Quatre réacteurs nucléaires, affectés par des problèmes de corrosion, verront leur arrêt prolongé de plusieurs semaines cet automne, un retard qui pourrait tendre un peu plus l’approvisionnement électrique du pays et nourrir une flambée des prix déjà inédite.
Le prix de l’électricité en France ne cesse de monter depuis plusieurs mois, battant des records absolus : il a atteint jeudi 900 euros le mégawattheure, pour livraison l’an prochain, contre moins de 100 euros il y a un an, et moins de 50 euros ordinairement dans les années précédentes.
EDF, qui a publié mercredi soir ce nouveau calendrier, maintient sa prévision de production nucléaire pour 2022 entre 280 et 300 térawattheure (TWh), mais reconnaît, par l’intermédiaire d’un porte-parole, jeudi, que la production atteindrait « probablement » le bas de cette fourchette. Cette prolongation est liée à « une meilleure estimation » du temps nécessaire à mener les investigations et travaux de réparation, ajoute-t-il.
Trente-deux réacteurs sur 56 sont à l’arrêt
Entre les opérations de maintenance prévues et les arrêts liés à la corrosion, 32 réacteurs nucléaires étaient jeudi à l’arrêt, sur un total de 56. La découverte, depuis quelques mois, de problèmes de corrosion sous contrainte a entraîné la mise à l’arrêt de 12 réacteurs, les autres étant arrêtés pour des maintenances prévues.
Ces problèmes de corrosion ont été détectés ou soupçonnés au niveau de soudures des coudes des tuyauteries d’injection de sécurité (RIS) – qui permettent de refroidir le réacteur en cas d’accident – reliées au circuit primaire. Cette corrosion dite « sous contrainte » se traduit par des petites fissures. EDF a proposé une méthode pour vérifier et régler ces problèmes, validée à la fin de juillet par l’Autorité de sûreté nucléaire, laquelle a donné son accord pour que le groupe contrôle l’ensemble de ses réacteurs d’ici à 2025, par ultrasons.

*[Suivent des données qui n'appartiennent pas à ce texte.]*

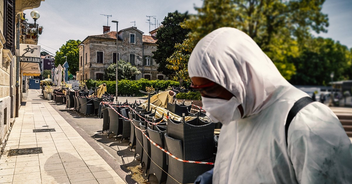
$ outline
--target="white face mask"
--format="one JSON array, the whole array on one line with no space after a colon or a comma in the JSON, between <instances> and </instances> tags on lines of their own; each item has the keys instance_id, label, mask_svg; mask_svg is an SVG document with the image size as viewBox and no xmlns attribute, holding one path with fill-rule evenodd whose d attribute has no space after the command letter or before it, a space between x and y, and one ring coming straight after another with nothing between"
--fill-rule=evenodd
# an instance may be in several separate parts
<instances>
[{"instance_id":1,"label":"white face mask","mask_svg":"<svg viewBox=\"0 0 352 184\"><path fill-rule=\"evenodd\" d=\"M207 116L214 123L226 124L241 118L237 108L241 103L234 96L229 100L202 96L202 102Z\"/></svg>"}]
</instances>

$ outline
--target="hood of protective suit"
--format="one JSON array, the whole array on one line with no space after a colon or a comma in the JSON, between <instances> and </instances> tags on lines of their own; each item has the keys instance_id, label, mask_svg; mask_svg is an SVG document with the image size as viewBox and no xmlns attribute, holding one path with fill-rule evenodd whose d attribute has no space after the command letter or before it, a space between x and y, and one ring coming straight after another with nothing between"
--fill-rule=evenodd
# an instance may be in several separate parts
<instances>
[{"instance_id":1,"label":"hood of protective suit","mask_svg":"<svg viewBox=\"0 0 352 184\"><path fill-rule=\"evenodd\" d=\"M190 57L188 72L233 94L244 116L260 111L285 93L284 86L291 86L252 38L234 28L218 29L200 41Z\"/></svg>"},{"instance_id":2,"label":"hood of protective suit","mask_svg":"<svg viewBox=\"0 0 352 184\"><path fill-rule=\"evenodd\" d=\"M195 48L188 71L191 77L206 78L227 89L244 111L243 118L223 123L213 183L352 180L352 162L346 162L352 160L352 145L325 105L313 102L297 113L286 145L287 115L296 101L308 95L285 80L246 34L228 28L212 32Z\"/></svg>"}]
</instances>

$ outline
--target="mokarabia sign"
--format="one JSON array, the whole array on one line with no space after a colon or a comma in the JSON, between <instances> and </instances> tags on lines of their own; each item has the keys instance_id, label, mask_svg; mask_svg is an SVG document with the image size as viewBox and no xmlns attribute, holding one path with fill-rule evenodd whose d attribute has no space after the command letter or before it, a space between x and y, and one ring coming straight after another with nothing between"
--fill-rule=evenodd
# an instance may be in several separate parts
<instances>
[{"instance_id":1,"label":"mokarabia sign","mask_svg":"<svg viewBox=\"0 0 352 184\"><path fill-rule=\"evenodd\" d=\"M20 44L20 62L40 63L40 46L31 44Z\"/></svg>"}]
</instances>

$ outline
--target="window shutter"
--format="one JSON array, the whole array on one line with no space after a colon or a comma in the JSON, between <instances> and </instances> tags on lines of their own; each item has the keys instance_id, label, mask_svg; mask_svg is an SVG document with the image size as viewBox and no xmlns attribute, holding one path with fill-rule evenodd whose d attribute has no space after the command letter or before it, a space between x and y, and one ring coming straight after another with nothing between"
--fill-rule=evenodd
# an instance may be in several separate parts
<instances>
[{"instance_id":1,"label":"window shutter","mask_svg":"<svg viewBox=\"0 0 352 184\"><path fill-rule=\"evenodd\" d=\"M15 50L15 0L4 1L4 36L6 42L4 47L14 54Z\"/></svg>"}]
</instances>

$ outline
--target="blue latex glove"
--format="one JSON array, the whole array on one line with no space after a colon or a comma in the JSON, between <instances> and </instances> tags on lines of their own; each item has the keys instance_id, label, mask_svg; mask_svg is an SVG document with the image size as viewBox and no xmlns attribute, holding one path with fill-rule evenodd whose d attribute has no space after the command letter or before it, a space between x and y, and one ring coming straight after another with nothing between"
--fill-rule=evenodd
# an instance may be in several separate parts
<instances>
[{"instance_id":1,"label":"blue latex glove","mask_svg":"<svg viewBox=\"0 0 352 184\"><path fill-rule=\"evenodd\" d=\"M194 184L211 184L213 183L213 171L214 169L208 171L197 178Z\"/></svg>"}]
</instances>

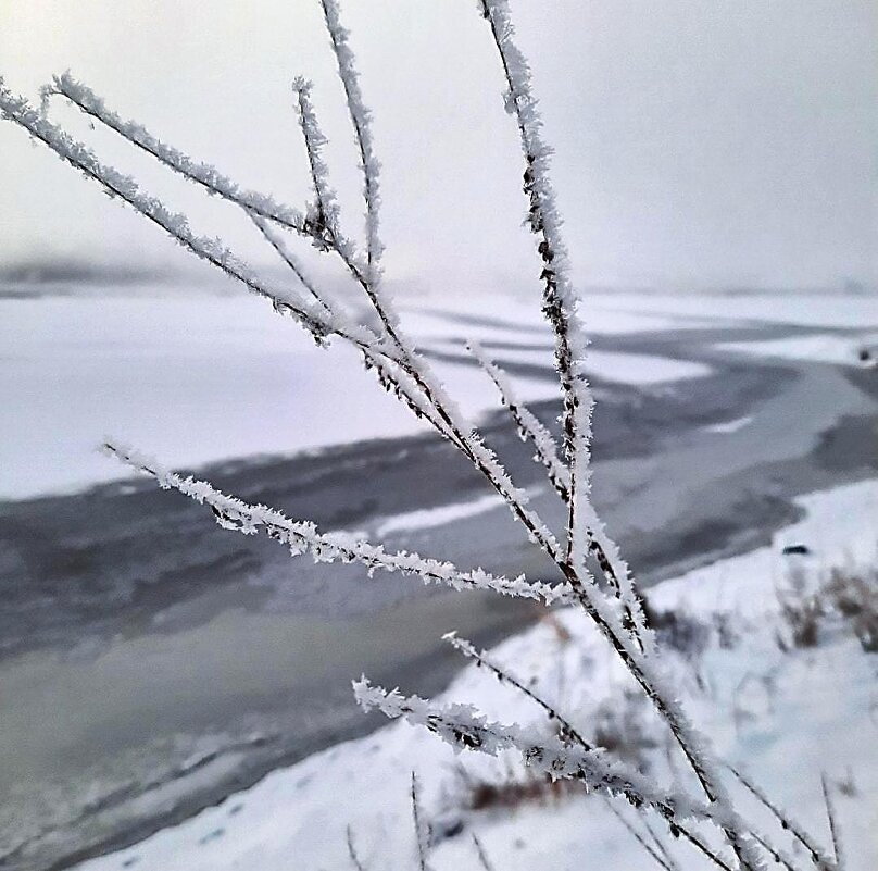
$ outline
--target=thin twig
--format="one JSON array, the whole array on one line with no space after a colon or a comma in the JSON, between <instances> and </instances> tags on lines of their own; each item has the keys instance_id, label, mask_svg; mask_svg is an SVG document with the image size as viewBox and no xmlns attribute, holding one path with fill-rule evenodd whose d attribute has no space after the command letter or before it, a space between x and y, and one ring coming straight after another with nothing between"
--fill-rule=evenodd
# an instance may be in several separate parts
<instances>
[{"instance_id":1,"label":"thin twig","mask_svg":"<svg viewBox=\"0 0 878 871\"><path fill-rule=\"evenodd\" d=\"M772 799L769 799L765 794L764 789L756 786L753 781L747 777L733 766L728 766L728 769L748 789L748 792L757 798L762 805L764 805L765 808L774 814L774 817L780 823L780 828L788 831L811 854L812 859L818 868L831 867L833 864L827 856L826 850L816 844L812 839L811 835L808 835L808 833L801 825L799 825L789 813L785 812L777 805L775 805L774 801L772 801Z\"/></svg>"},{"instance_id":2,"label":"thin twig","mask_svg":"<svg viewBox=\"0 0 878 871\"><path fill-rule=\"evenodd\" d=\"M820 772L820 786L823 787L824 805L826 805L826 818L829 821L829 834L832 836L832 850L836 855L836 867L844 871L844 851L841 845L841 832L839 830L836 806L829 789L829 781L826 772Z\"/></svg>"},{"instance_id":3,"label":"thin twig","mask_svg":"<svg viewBox=\"0 0 878 871\"><path fill-rule=\"evenodd\" d=\"M366 871L366 867L360 860L360 856L356 853L356 847L354 847L353 830L351 829L350 823L348 823L348 828L344 831L348 838L348 856L351 857L351 863L353 864L355 871Z\"/></svg>"},{"instance_id":4,"label":"thin twig","mask_svg":"<svg viewBox=\"0 0 878 871\"><path fill-rule=\"evenodd\" d=\"M635 841L637 841L637 843L640 844L641 847L643 847L643 849L653 858L655 863L658 864L661 868L664 868L665 871L674 871L674 869L665 861L664 857L660 856L658 853L656 853L652 848L652 846L647 843L647 839L643 837L643 835L641 835L640 832L638 832L637 829L635 829L631 825L631 823L629 823L628 820L625 819L625 816L622 813L622 811L615 808L613 806L613 802L606 796L601 797L604 800L604 805L606 805L606 807L613 812L613 816L615 816L615 818L628 830L628 833L631 835L631 837Z\"/></svg>"},{"instance_id":5,"label":"thin twig","mask_svg":"<svg viewBox=\"0 0 878 871\"><path fill-rule=\"evenodd\" d=\"M412 819L415 824L415 843L417 845L417 862L419 871L427 871L427 850L429 837L426 823L422 820L421 801L418 798L417 775L412 772Z\"/></svg>"}]
</instances>

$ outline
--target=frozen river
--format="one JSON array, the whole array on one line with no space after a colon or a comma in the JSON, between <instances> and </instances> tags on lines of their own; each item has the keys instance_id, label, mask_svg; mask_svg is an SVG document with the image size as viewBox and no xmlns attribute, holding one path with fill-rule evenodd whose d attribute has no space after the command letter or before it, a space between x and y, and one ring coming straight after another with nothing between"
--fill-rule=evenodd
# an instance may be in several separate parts
<instances>
[{"instance_id":1,"label":"frozen river","mask_svg":"<svg viewBox=\"0 0 878 871\"><path fill-rule=\"evenodd\" d=\"M427 694L459 665L443 632L487 644L537 619L520 602L291 562L149 481L76 490L118 475L88 452L112 430L168 463L240 456L200 471L326 530L551 577L467 464L354 361L275 334L279 319L239 318L237 301L203 306L198 327L171 335L183 310L114 301L103 344L88 303L3 301L13 304L29 308L15 312L18 331L4 320L14 341L0 375L0 493L20 497L0 506L0 868L66 867L181 819L371 729L349 692L361 671ZM199 308L186 303L189 315ZM823 322L624 308L598 318L594 488L644 581L763 543L792 495L875 473L878 375L795 350L827 335L853 347L854 331L875 326L868 307L862 320ZM552 424L548 336L522 311L421 311L415 332L535 506L562 524L461 350L477 335ZM787 350L765 357L773 341ZM747 343L760 353L741 353ZM331 401L342 388L349 399ZM281 448L299 450L272 456ZM21 498L46 490L68 493Z\"/></svg>"}]
</instances>

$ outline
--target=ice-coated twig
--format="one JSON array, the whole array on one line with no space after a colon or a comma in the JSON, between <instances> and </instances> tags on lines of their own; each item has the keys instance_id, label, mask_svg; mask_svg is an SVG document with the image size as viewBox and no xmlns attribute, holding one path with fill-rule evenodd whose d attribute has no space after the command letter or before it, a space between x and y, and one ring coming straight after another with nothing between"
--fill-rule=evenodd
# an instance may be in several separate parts
<instances>
[{"instance_id":1,"label":"ice-coated twig","mask_svg":"<svg viewBox=\"0 0 878 871\"><path fill-rule=\"evenodd\" d=\"M494 677L497 677L498 681L500 681L500 683L514 687L522 695L529 698L535 705L542 708L542 710L548 714L549 719L553 723L557 724L562 738L578 744L585 750L593 749L589 742L582 737L582 734L576 729L576 726L574 726L565 717L559 713L559 711L552 705L545 701L545 699L541 698L532 689L525 686L517 677L510 674L510 672L503 669L501 665L498 665L485 650L477 650L472 642L468 642L466 638L461 638L456 632L446 633L442 636L442 640L448 642L455 650L463 654L463 656L467 657L468 659L472 659L478 667L487 669L489 672L491 672L491 674L494 675Z\"/></svg>"},{"instance_id":2,"label":"ice-coated twig","mask_svg":"<svg viewBox=\"0 0 878 871\"><path fill-rule=\"evenodd\" d=\"M481 346L473 340L466 348L478 361L488 376L493 381L503 405L510 410L518 432L524 439L530 439L536 450L535 459L547 470L549 481L561 498L567 502L570 495L570 472L557 456L557 447L552 434L537 416L518 399L515 388L506 373L485 352ZM585 527L588 549L606 578L623 600L626 622L640 646L650 651L654 644L653 633L647 625L643 606L631 578L628 564L622 558L616 543L607 535L591 502L580 508L579 522Z\"/></svg>"},{"instance_id":3,"label":"ice-coated twig","mask_svg":"<svg viewBox=\"0 0 878 871\"><path fill-rule=\"evenodd\" d=\"M506 80L506 111L516 120L525 155L524 188L530 201L528 221L530 229L539 238L537 249L542 260L540 277L543 281L543 312L555 334L555 360L564 390L564 438L570 462L567 562L573 568L573 577L578 578L586 564L588 538L582 514L589 505L591 481L593 397L584 369L588 341L577 312L578 298L569 279L567 251L561 237L561 217L549 178L551 149L542 141L542 121L530 87L530 70L514 41L507 0L479 0L479 8L490 25ZM581 593L584 607L590 614L599 617L595 622L606 634L606 630L612 630L613 626L600 614L599 597L591 595L585 587ZM586 602L586 599L590 601ZM705 794L732 820L736 814L722 784L718 764L710 754L703 751L701 742L691 732L679 706L672 701L666 692L658 689L663 684L656 684L647 677L643 667L648 660L641 656L643 650L626 649L623 652L622 648L627 648L625 639L615 632L612 635L609 640L623 656L629 671L670 726ZM763 867L756 845L736 824L726 831L726 836L742 868L752 871Z\"/></svg>"},{"instance_id":4,"label":"ice-coated twig","mask_svg":"<svg viewBox=\"0 0 878 871\"><path fill-rule=\"evenodd\" d=\"M534 445L534 459L545 468L549 482L566 502L570 495L570 470L557 456L557 446L554 436L543 426L537 416L522 402L512 386L506 373L485 352L477 341L469 339L466 349L478 361L491 381L494 383L503 405L510 410L512 419L518 427L518 435L523 441L530 440Z\"/></svg>"},{"instance_id":5,"label":"ice-coated twig","mask_svg":"<svg viewBox=\"0 0 878 871\"><path fill-rule=\"evenodd\" d=\"M811 858L814 860L817 868L835 868L836 863L829 858L826 850L820 847L819 844L817 844L814 838L812 838L811 835L801 825L799 825L799 823L793 820L789 813L772 801L764 789L757 786L733 766L728 766L728 769L741 783L741 785L744 786L749 793L758 799L758 801L774 814L778 823L780 823L780 828L788 831L811 854Z\"/></svg>"},{"instance_id":6,"label":"ice-coated twig","mask_svg":"<svg viewBox=\"0 0 878 871\"><path fill-rule=\"evenodd\" d=\"M326 145L326 137L323 135L314 105L311 102L311 90L313 84L301 76L293 79L292 92L296 95L296 108L299 115L299 126L302 129L302 137L308 152L308 165L311 171L311 184L314 186L314 204L305 215L304 227L314 237L314 244L328 250L331 241L338 241L339 208L336 191L329 185L329 170L323 159L323 147ZM326 238L328 235L328 239ZM330 241L331 240L331 241ZM344 240L343 246L350 248L350 244Z\"/></svg>"},{"instance_id":7,"label":"ice-coated twig","mask_svg":"<svg viewBox=\"0 0 878 871\"><path fill-rule=\"evenodd\" d=\"M525 158L524 191L529 201L527 224L538 239L542 310L554 332L555 361L564 393L564 449L570 463L567 550L569 560L578 567L585 564L586 559L585 530L579 514L591 489L591 412L594 399L585 371L588 338L569 278L561 215L549 176L552 150L542 139L542 119L530 87L530 69L515 43L506 0L480 0L480 9L490 25L503 67L505 107L516 120Z\"/></svg>"},{"instance_id":8,"label":"ice-coated twig","mask_svg":"<svg viewBox=\"0 0 878 871\"><path fill-rule=\"evenodd\" d=\"M321 533L311 521L290 520L280 511L266 506L254 506L227 496L206 481L183 477L164 469L153 458L113 439L104 441L103 450L130 469L151 475L162 489L175 489L201 505L206 505L223 528L244 535L256 535L262 531L287 545L293 556L309 552L315 562L360 563L366 567L369 575L375 571L400 572L416 575L425 584L443 584L454 589L490 589L547 605L572 600L570 589L566 585L553 587L541 582L528 582L524 575L509 578L481 569L462 571L450 562L427 559L404 550L388 553L381 545L359 540L344 533Z\"/></svg>"},{"instance_id":9,"label":"ice-coated twig","mask_svg":"<svg viewBox=\"0 0 878 871\"><path fill-rule=\"evenodd\" d=\"M421 808L419 786L417 774L412 772L412 822L415 826L415 845L417 847L418 871L427 871L427 853L430 848L430 834L427 821Z\"/></svg>"},{"instance_id":10,"label":"ice-coated twig","mask_svg":"<svg viewBox=\"0 0 878 871\"><path fill-rule=\"evenodd\" d=\"M112 167L102 165L88 148L72 139L41 113L33 110L26 100L14 97L4 88L0 89L0 111L2 111L4 117L17 123L27 129L34 138L49 146L62 160L83 171L90 178L97 181L108 192L124 199L147 219L156 223L197 257L208 260L230 277L242 282L250 290L268 297L273 300L278 311L293 314L315 337L323 338L326 335L335 334L351 341L358 348L371 351L372 354L380 353L387 359L399 363L418 390L417 395L412 395L409 391L406 394L407 401L419 408L428 420L435 421L438 419L441 421L440 433L450 437L476 469L485 475L491 486L503 496L510 509L527 528L528 535L547 551L550 558L555 562L560 562L561 549L554 535L539 515L532 509L526 507L527 495L513 484L493 451L484 444L478 433L463 420L456 406L447 396L444 388L429 370L429 366L423 358L415 353L411 343L402 337L394 326L396 314L391 313L385 304L386 301L379 298L375 285L368 283L362 275L358 276L380 316L392 350L385 347L384 340L376 340L375 335L366 327L358 327L354 333L347 332L338 323L329 322L325 311L316 312L311 303L305 303L289 291L269 288L263 279L249 270L246 264L235 259L221 244L215 240L195 237L183 215L167 212L159 200L142 195L133 179ZM247 203L238 204L249 209L251 212L262 214L255 208L250 209ZM352 266L352 269L356 274L356 267Z\"/></svg>"},{"instance_id":11,"label":"ice-coated twig","mask_svg":"<svg viewBox=\"0 0 878 871\"><path fill-rule=\"evenodd\" d=\"M826 806L826 819L829 821L829 834L832 838L832 850L836 854L836 868L839 871L844 871L844 849L841 844L838 814L836 813L836 805L832 801L832 794L825 771L820 772L820 786L823 788L824 805Z\"/></svg>"},{"instance_id":12,"label":"ice-coated twig","mask_svg":"<svg viewBox=\"0 0 878 871\"><path fill-rule=\"evenodd\" d=\"M354 871L366 871L366 867L360 859L360 854L356 851L356 847L354 846L353 830L351 829L350 823L348 823L344 830L344 835L348 841L348 856L350 857L351 864L354 867Z\"/></svg>"},{"instance_id":13,"label":"ice-coated twig","mask_svg":"<svg viewBox=\"0 0 878 871\"><path fill-rule=\"evenodd\" d=\"M414 345L402 334L399 327L399 318L390 304L386 291L380 287L380 275L377 269L377 261L381 253L381 242L378 238L378 206L380 200L378 174L380 164L375 157L372 140L371 113L365 105L360 89L360 78L353 51L348 45L348 30L341 24L338 3L336 0L321 0L321 2L326 28L329 33L333 50L336 53L339 77L344 88L351 125L360 149L363 196L366 202L368 267L364 273L353 262L349 261L348 266L378 314L388 339L399 350L399 356L402 358L401 364L417 384L425 400L434 407L467 459L507 501L513 513L527 528L528 535L557 562L561 558L561 549L554 535L535 511L526 508L526 494L515 487L494 453L484 444L474 427L463 419L456 405L446 394L443 386L427 362L416 352Z\"/></svg>"},{"instance_id":14,"label":"ice-coated twig","mask_svg":"<svg viewBox=\"0 0 878 871\"><path fill-rule=\"evenodd\" d=\"M48 146L61 160L88 178L97 182L111 197L123 200L151 223L161 227L180 246L227 276L243 284L250 291L271 300L277 311L291 315L317 340L340 336L356 347L367 347L380 353L387 350L366 327L337 323L322 306L292 291L269 285L250 266L237 258L222 239L199 236L189 227L185 215L172 212L155 197L140 190L127 175L101 163L95 153L66 132L52 124L23 97L13 95L0 79L0 114L23 127L36 140Z\"/></svg>"},{"instance_id":15,"label":"ice-coated twig","mask_svg":"<svg viewBox=\"0 0 878 871\"><path fill-rule=\"evenodd\" d=\"M612 799L607 798L606 796L601 796L604 800L604 805L606 805L607 809L613 813L613 816L625 826L628 834L652 857L653 861L660 867L664 868L665 871L674 871L672 866L667 863L664 856L661 856L657 850L649 844L643 835L637 831L637 829L631 825L630 822L625 818L625 814L615 807Z\"/></svg>"},{"instance_id":16,"label":"ice-coated twig","mask_svg":"<svg viewBox=\"0 0 878 871\"><path fill-rule=\"evenodd\" d=\"M356 72L356 61L351 47L348 45L348 30L341 24L341 14L336 0L321 0L326 29L333 45L333 51L338 63L338 74L344 88L344 98L348 103L348 114L351 119L356 147L360 153L360 170L363 174L363 199L366 204L366 258L367 279L374 281L384 246L378 236L378 209L380 207L380 192L378 189L378 175L381 164L375 155L372 141L372 113L363 100L360 89L360 74Z\"/></svg>"},{"instance_id":17,"label":"ice-coated twig","mask_svg":"<svg viewBox=\"0 0 878 871\"><path fill-rule=\"evenodd\" d=\"M403 718L434 732L455 750L477 750L497 756L516 750L527 766L553 780L579 780L595 792L620 795L636 806L655 807L673 820L703 819L716 822L715 810L680 792L667 796L637 770L610 759L603 750L586 750L554 735L523 725L488 720L472 705L434 705L419 696L375 686L366 677L353 682L354 696L364 710L377 709L390 719Z\"/></svg>"},{"instance_id":18,"label":"ice-coated twig","mask_svg":"<svg viewBox=\"0 0 878 871\"><path fill-rule=\"evenodd\" d=\"M236 182L210 163L193 160L179 149L153 136L143 125L135 121L123 120L116 112L109 109L103 99L91 88L74 78L68 72L54 76L52 84L42 89L43 105L46 98L52 94L65 97L87 115L115 130L164 166L200 185L209 194L222 197L300 235L310 235L305 228L304 215L299 209L278 202L267 194L242 190Z\"/></svg>"},{"instance_id":19,"label":"ice-coated twig","mask_svg":"<svg viewBox=\"0 0 878 871\"><path fill-rule=\"evenodd\" d=\"M330 318L334 316L334 312L329 303L323 298L314 283L305 275L301 263L299 263L284 240L268 226L268 222L261 215L258 215L255 212L248 212L248 215L256 229L259 229L259 232L262 234L262 238L265 239L265 241L267 241L275 251L277 251L280 259L287 264L287 266L289 266L290 271L299 279L302 287L304 287L305 290L311 294L316 303Z\"/></svg>"},{"instance_id":20,"label":"ice-coated twig","mask_svg":"<svg viewBox=\"0 0 878 871\"><path fill-rule=\"evenodd\" d=\"M649 817L643 817L643 828L650 833L650 837L652 838L652 843L655 844L656 848L661 851L662 856L665 857L665 861L674 869L674 871L678 871L677 860L670 855L670 850L668 850L665 843L658 837L658 833L652 828L650 824Z\"/></svg>"}]
</instances>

Les quatre réacteurs concernés par la prolongation des arrêts sont : Cattenom 1 (remise sur le réseau désormais prévue le 1er novembre), Cattenom 3 (11 décembre), Cattenom 4 (14 novembre), et Penly 1 (23 janvier 2023).
Le délestage, une « solution de dernier recours »
La production nucléaire d’EDF est déjà à un niveau historiquement faible, ce qui a contribué à une hausse sans précédent des prix de gros de l’électricité. De nombreux autres réacteurs sont en maintenance pour rattraper les retards imposés par la période de confinement liée au Covid-19. EDF avait déjà dû réviser, à la mi-mai, son estimation de production nucléaire annuelle.
Pour autant, à la mi-juillet, devant le Sénat, un haut responsable d’EDF s’était voulu rassurant. « Il n’y a pas eu de black-out en France depuis 1978 et, même si on est dans une situation très difficile, il y a quand même de très fortes chances que nous passions l’hiver sans délestage », avait déclaré Marc Benayoun, directeur exécutif d’EDF chargé du pôle clients, services et territoires. D’autant plus « si les stocks de gaz sont normalement remplis ».
Jeudi, la France avait rempli à 90 % ses stocks de gaz pour l’hiver, selon la plate-forme européenne Aggregated Gas Storage Inventory (AGSI), et était en bonne route pour tenir ses objectifs de 100 % afin d’affronter, cet hiver, de potentielles pénuries liées à la guerre en Ukraine. Lors d’un point de presse, jeudi, sur les ressources électriques, le ministère de la transition énergétique a, pour sa part, jugé que le délestage serait « uniquement une solution de dernier recours ».